Повесть о Федоте Шубине - [109]
— Ваше императорское величество, раньше государыня-матушка весьма уделяла внимание, а потом она за множеством дел своих…
Но Павел не хотел слышать о матушке.
— Знаем, слыхали! — резко и пренебрежительно отвечал он, высоко задирая голову и показывая вместо носа одни раздутые ноздри. — Внимание… внимание… какое еще внимание? А нам от художников какое внимание? Слава богу, я на престоле не первый день. А сейчас, при моем царствовании, что ты делаешь?..
— Ваше величество, поистине скажу: стар я, и работа нужна по силам. Пенсия нужна бы… Есть у меня последний кусок мрамора, свой собственный, ни на кого не трачу, берегу. Думаю, как вернется в Петербург генералиссимус Суворов, его бюст сделать дал себе обещание. И давно бы я сделал бюст, но Суворов неуловим. Он всю жизнь свою проводит то в далеких походах, то в глухом захолустье. На Руси три великих государственных мужа, имена которых вовеки не затмятся: Петр Первый, ученый Ломоносов и не знавший поражений славный полководец, любимец народа Суворов! Не мне говорить вам о его великих подвигах, — ответил Федот Шубин и поклонился императору.
— Опять Суворов! Помешались вы все на Суворове! А не я ли его из опалы извлек?.. Ступай. Будет дело — будет и благодарность.
Только и услышал из уст Павла скульптор Шубин и не рад был, что год тому назад дерзнул пожаловаться царю на свою участь и просить его о помощи.
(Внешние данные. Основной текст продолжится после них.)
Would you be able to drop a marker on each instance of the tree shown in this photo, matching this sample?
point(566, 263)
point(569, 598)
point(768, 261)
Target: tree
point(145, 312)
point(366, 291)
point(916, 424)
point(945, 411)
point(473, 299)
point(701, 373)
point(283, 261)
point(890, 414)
Задумчивый, расстроенный, пришел он домой на Васильевский остров. В доме холодно и пусто. Все, что было менее необходимо, давно уже продано. На кухне и в двух соседних комнатах шумели ребята-подростки.
Вера Филипповна, постаревшая не столько от возраста, сколько от невзгод мужа, вошла в комнату, где, не раздевшись, сидел в тяжком раздумье вернувшийся из дворца Шубин.
— Опять плохи дела, Федот? — с прискорбием спросила она. — И царь тебя ничем не порадовал?..
— Да, не порадовал, — тяжело вздохнул скульптор. — Кажется, на нашей улице праздника не предвидится. Попытаюсь услужить Павлу, чувствую, он желает иметь бюст моей работы. Страшно приниматься лепить урода… — Шубин говорил отрывисто, глотая с каждым словом обиду, комом стоявшую в его горле.
А через несколько дней, оправившись от болезненных переживаний, скульптор поехал в Гатчину, где Павел проводил смотр гарнизона. Среди войск был целый полк курносых, подобранных по образу и подобию самого царя. Но острый глаз Шубина не приметил в полку двойника Павла. Лицо государя было настолько особенным, что вряд ли кто имел с ним близкое сходство. И скульптор попросил высочайшего позволения сделать с Павла зарисовку, дабы в мраморе император был как живой.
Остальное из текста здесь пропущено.